McCain Jumps the Shark

 

What a farce the McCain campaign has turned into. Despite finding the time to speak at Bill Clinton's Global Initiative on Thursday morning, McCain has announced that he won't find the time to appear in the presidential debate on Friday. He is instead 'suspending' his campaign in order to return to Washington to assist in the Bush administration's $700 billion bailout of Wall Street. 'Suspending' the campaign, however, does not mean suspending his ads attacking Obama or halting the appearances of surrogates appearing on his behalf on Fox News. Rather, it simply seems to mean ducking out of the debate.

Indeed, it's hard to decide which Republican has more to fear from the upcoming debates: McCain or Palin. Having veered from calling the economy 'fundamentally sound' to comparing the current economic crisis to the September 11 attacks, McCain would doubtless be put on the defensive in a debate held in this week's panicked environment. Moving the presidential debate to next Thursday would not only give McCain time to finally figure out how he wants to respond to the crisis and bailout, but it would have the added advantage of bumping the vice-presidential date off the calendar completely.

Sarah Palin's obvious shakiness on matters of policy, which was on display again during her interview with Katie Couric, is undoubtedly a factor in the McCain campaign's calucations in trying to postpone both debates.

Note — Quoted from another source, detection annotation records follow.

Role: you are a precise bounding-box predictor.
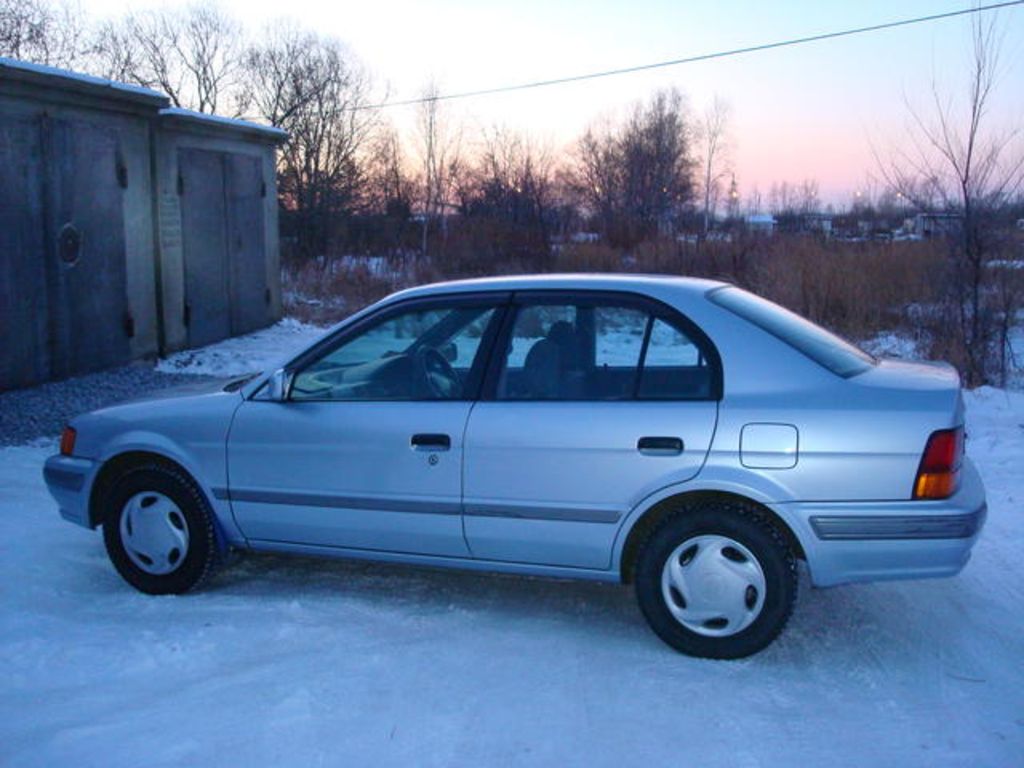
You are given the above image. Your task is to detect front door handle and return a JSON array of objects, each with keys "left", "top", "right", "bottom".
[
  {"left": 410, "top": 432, "right": 452, "bottom": 451},
  {"left": 637, "top": 437, "right": 683, "bottom": 456}
]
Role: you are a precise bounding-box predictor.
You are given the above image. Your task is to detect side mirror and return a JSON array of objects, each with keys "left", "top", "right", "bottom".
[{"left": 266, "top": 368, "right": 292, "bottom": 402}]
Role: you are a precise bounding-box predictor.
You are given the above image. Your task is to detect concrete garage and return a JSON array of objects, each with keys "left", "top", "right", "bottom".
[{"left": 0, "top": 58, "right": 285, "bottom": 391}]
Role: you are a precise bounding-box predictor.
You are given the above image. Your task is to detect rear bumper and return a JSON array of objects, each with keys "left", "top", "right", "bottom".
[
  {"left": 43, "top": 455, "right": 98, "bottom": 528},
  {"left": 777, "top": 461, "right": 987, "bottom": 587}
]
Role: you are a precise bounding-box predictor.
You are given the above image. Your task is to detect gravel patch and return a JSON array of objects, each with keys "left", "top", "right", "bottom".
[{"left": 0, "top": 362, "right": 221, "bottom": 445}]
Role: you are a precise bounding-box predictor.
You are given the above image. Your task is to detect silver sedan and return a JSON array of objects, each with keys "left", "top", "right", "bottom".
[{"left": 44, "top": 275, "right": 985, "bottom": 658}]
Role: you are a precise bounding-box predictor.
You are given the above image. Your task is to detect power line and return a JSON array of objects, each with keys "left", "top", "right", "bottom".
[{"left": 353, "top": 0, "right": 1024, "bottom": 111}]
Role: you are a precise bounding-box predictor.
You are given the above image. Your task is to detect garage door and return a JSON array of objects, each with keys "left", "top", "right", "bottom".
[
  {"left": 178, "top": 148, "right": 269, "bottom": 346},
  {"left": 0, "top": 116, "right": 130, "bottom": 389},
  {"left": 44, "top": 121, "right": 130, "bottom": 378}
]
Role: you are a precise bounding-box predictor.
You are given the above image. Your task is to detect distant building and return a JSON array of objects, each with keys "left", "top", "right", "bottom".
[
  {"left": 800, "top": 213, "right": 833, "bottom": 238},
  {"left": 0, "top": 58, "right": 286, "bottom": 390},
  {"left": 913, "top": 213, "right": 964, "bottom": 239}
]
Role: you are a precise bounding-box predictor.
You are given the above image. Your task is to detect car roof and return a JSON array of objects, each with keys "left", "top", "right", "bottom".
[{"left": 391, "top": 273, "right": 729, "bottom": 299}]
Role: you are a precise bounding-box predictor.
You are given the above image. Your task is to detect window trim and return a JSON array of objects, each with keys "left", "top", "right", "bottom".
[
  {"left": 266, "top": 291, "right": 511, "bottom": 404},
  {"left": 479, "top": 289, "right": 724, "bottom": 402}
]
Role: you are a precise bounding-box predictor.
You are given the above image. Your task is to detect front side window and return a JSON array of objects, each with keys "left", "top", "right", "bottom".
[
  {"left": 497, "top": 300, "right": 714, "bottom": 400},
  {"left": 291, "top": 305, "right": 496, "bottom": 400}
]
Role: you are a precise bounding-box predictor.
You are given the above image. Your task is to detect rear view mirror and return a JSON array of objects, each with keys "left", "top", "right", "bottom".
[{"left": 266, "top": 368, "right": 292, "bottom": 402}]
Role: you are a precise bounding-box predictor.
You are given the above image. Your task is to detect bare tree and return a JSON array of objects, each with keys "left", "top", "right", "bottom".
[
  {"left": 573, "top": 90, "right": 693, "bottom": 244},
  {"left": 417, "top": 83, "right": 462, "bottom": 258},
  {"left": 367, "top": 125, "right": 416, "bottom": 220},
  {"left": 697, "top": 96, "right": 730, "bottom": 237},
  {"left": 240, "top": 24, "right": 376, "bottom": 258},
  {"left": 0, "top": 0, "right": 89, "bottom": 69},
  {"left": 876, "top": 14, "right": 1024, "bottom": 385},
  {"left": 94, "top": 4, "right": 243, "bottom": 113}
]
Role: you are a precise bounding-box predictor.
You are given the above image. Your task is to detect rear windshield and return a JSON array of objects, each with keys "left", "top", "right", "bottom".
[{"left": 709, "top": 286, "right": 874, "bottom": 378}]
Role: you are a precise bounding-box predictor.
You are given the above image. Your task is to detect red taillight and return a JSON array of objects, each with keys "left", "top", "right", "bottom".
[
  {"left": 60, "top": 427, "right": 78, "bottom": 456},
  {"left": 913, "top": 427, "right": 964, "bottom": 499}
]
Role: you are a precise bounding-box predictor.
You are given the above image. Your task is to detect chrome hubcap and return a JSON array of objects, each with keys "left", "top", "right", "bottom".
[
  {"left": 121, "top": 490, "right": 188, "bottom": 575},
  {"left": 662, "top": 535, "right": 766, "bottom": 637}
]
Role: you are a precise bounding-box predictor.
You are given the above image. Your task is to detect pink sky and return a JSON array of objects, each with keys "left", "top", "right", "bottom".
[{"left": 84, "top": 0, "right": 1024, "bottom": 204}]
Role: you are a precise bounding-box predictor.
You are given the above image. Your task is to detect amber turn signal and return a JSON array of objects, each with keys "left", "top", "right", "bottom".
[
  {"left": 913, "top": 427, "right": 964, "bottom": 499},
  {"left": 60, "top": 427, "right": 78, "bottom": 456}
]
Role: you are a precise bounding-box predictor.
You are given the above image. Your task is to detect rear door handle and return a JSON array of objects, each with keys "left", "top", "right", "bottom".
[
  {"left": 637, "top": 437, "right": 683, "bottom": 456},
  {"left": 410, "top": 432, "right": 452, "bottom": 451}
]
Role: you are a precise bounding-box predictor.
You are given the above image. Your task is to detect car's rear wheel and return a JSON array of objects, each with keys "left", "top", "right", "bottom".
[
  {"left": 103, "top": 463, "right": 217, "bottom": 595},
  {"left": 636, "top": 502, "right": 797, "bottom": 658}
]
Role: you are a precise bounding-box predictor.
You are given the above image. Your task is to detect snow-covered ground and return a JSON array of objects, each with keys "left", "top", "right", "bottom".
[{"left": 0, "top": 323, "right": 1024, "bottom": 768}]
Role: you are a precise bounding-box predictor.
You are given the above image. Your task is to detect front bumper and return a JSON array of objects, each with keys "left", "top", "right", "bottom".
[
  {"left": 43, "top": 454, "right": 98, "bottom": 528},
  {"left": 777, "top": 460, "right": 987, "bottom": 587}
]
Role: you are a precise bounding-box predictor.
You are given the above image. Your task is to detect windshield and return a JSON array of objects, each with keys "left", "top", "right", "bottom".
[{"left": 709, "top": 286, "right": 874, "bottom": 378}]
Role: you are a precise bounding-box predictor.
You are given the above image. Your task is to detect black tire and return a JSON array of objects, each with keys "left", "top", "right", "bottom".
[
  {"left": 102, "top": 462, "right": 217, "bottom": 595},
  {"left": 636, "top": 501, "right": 798, "bottom": 658}
]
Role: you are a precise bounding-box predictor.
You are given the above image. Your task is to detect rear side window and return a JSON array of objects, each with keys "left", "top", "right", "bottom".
[
  {"left": 709, "top": 286, "right": 874, "bottom": 378},
  {"left": 496, "top": 297, "right": 717, "bottom": 400}
]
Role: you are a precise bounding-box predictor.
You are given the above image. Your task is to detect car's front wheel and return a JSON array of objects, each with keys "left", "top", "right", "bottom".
[
  {"left": 636, "top": 502, "right": 797, "bottom": 658},
  {"left": 103, "top": 463, "right": 217, "bottom": 595}
]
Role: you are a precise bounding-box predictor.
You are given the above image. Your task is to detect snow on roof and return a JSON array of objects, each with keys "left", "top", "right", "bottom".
[
  {"left": 0, "top": 56, "right": 168, "bottom": 105},
  {"left": 160, "top": 106, "right": 288, "bottom": 140}
]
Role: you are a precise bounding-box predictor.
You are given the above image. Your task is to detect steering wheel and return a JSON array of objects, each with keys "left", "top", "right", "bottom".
[{"left": 414, "top": 347, "right": 462, "bottom": 400}]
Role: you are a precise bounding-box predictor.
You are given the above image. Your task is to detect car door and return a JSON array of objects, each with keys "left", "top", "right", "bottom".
[
  {"left": 227, "top": 297, "right": 501, "bottom": 556},
  {"left": 464, "top": 293, "right": 721, "bottom": 568}
]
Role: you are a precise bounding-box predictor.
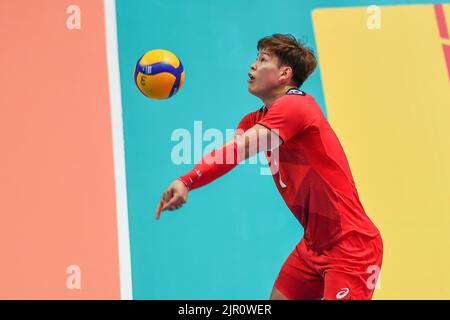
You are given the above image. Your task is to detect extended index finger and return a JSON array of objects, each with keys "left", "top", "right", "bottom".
[{"left": 156, "top": 201, "right": 163, "bottom": 220}]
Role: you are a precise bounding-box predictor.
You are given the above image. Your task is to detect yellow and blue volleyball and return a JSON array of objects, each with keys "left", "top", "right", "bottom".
[{"left": 134, "top": 49, "right": 184, "bottom": 99}]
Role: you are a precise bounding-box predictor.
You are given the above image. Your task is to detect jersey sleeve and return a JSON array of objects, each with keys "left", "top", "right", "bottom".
[
  {"left": 236, "top": 112, "right": 255, "bottom": 132},
  {"left": 257, "top": 96, "right": 315, "bottom": 143}
]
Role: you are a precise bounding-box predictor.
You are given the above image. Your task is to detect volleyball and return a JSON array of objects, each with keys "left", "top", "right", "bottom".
[{"left": 134, "top": 49, "right": 184, "bottom": 99}]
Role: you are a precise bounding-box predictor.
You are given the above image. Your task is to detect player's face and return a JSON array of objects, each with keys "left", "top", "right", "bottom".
[{"left": 248, "top": 50, "right": 280, "bottom": 98}]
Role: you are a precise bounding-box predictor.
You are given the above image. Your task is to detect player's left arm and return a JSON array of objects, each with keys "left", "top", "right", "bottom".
[{"left": 156, "top": 124, "right": 283, "bottom": 219}]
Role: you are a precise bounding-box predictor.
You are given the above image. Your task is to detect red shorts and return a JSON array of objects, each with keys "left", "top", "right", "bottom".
[{"left": 275, "top": 232, "right": 383, "bottom": 300}]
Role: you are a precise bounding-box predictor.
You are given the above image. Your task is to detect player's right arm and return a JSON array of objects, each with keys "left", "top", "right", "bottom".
[{"left": 156, "top": 115, "right": 282, "bottom": 219}]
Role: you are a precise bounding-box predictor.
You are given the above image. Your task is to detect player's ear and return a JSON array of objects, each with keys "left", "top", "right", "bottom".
[{"left": 280, "top": 66, "right": 292, "bottom": 83}]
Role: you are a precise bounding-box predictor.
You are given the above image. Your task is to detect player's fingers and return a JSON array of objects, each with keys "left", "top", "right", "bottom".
[
  {"left": 161, "top": 197, "right": 178, "bottom": 211},
  {"left": 156, "top": 201, "right": 163, "bottom": 220}
]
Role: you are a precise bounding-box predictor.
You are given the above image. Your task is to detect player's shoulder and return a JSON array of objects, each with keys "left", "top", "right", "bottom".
[
  {"left": 276, "top": 88, "right": 311, "bottom": 106},
  {"left": 285, "top": 88, "right": 307, "bottom": 97}
]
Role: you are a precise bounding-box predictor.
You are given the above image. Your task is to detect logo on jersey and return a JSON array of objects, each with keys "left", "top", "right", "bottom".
[
  {"left": 336, "top": 288, "right": 350, "bottom": 300},
  {"left": 286, "top": 89, "right": 306, "bottom": 96}
]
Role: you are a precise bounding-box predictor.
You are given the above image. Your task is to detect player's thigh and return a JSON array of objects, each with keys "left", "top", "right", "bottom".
[
  {"left": 271, "top": 245, "right": 324, "bottom": 300},
  {"left": 324, "top": 236, "right": 383, "bottom": 300}
]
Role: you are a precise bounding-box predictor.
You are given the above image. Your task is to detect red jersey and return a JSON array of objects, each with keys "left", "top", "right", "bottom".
[{"left": 238, "top": 89, "right": 379, "bottom": 251}]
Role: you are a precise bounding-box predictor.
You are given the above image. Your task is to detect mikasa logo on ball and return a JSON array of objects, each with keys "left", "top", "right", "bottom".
[{"left": 144, "top": 66, "right": 152, "bottom": 74}]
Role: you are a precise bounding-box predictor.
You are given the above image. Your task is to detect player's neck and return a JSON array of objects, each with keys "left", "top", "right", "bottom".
[{"left": 261, "top": 85, "right": 295, "bottom": 108}]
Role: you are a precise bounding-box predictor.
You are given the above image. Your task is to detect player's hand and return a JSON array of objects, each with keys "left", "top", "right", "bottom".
[{"left": 156, "top": 179, "right": 189, "bottom": 220}]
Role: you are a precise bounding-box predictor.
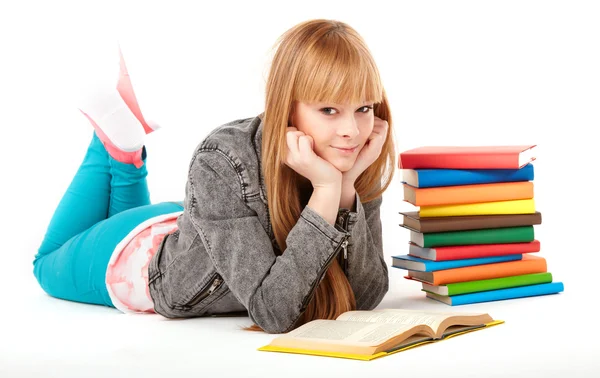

Meanwhile, McCain's sudden interest in economics accomplished the very thing he professed he was seeking to overcome, injecting partisanship into negotiations which were proceeding smoothly without him.

And for what? What contribution did he have to make? According to observers at the White House meeting, McCain sat silent while the White House negotiations that he had insisted upon fell apart. But what would he have said, anyway? By his own admission, McCain doesn't know much about the economy. He was there for a photo op, which he got, and also because he is desperate to minimize his differences with Obama regarding the economic meltdown. The politician in McCain—which is all there is left of the man now—realizes that the crisis has the potential to absolutely destroy his campaign, turning a close election into a rout.

Indeed, it is this latest stunt, not the choice of Palin, which truly represents the McCain campaign's 'Hail Mary' pass. When he chose Palin as his running mate, McCain was actually in pretty decent shape in the polls. Choosing Palin wasn't an act of desperation, but rather an expression of McCain's faulty 'gut instinct,' a totally unnecessary risk which has backfired on him. 'Suspending' his campaign—which to McCain only means taking himself out of public view because he has nothing to say—is the actual 'Hail Mary' of this campaign because this time McCain really is on the brink of total default. Lacking ideas or even a coherent understanding of what is going on, McCain's strategy at this time is to avoid answering questions on the economy altogether while pretending to place himself above politics.

McCain and Palin simply aren't ready for prime time, and they know it. Palin because she is ignorant and unprepared for the national stage, and McCain because the ideas and issues which have shaped his career—the Cold War and the Reagan Revolution—are no longer workable reference points for the problems facing the US. While Palin reminds me of an unprepared college student trying to BS her way through an answer she knows little about, McCain just seems desperate, stalling for time while he tries to figure out a response to developments which have passed him by.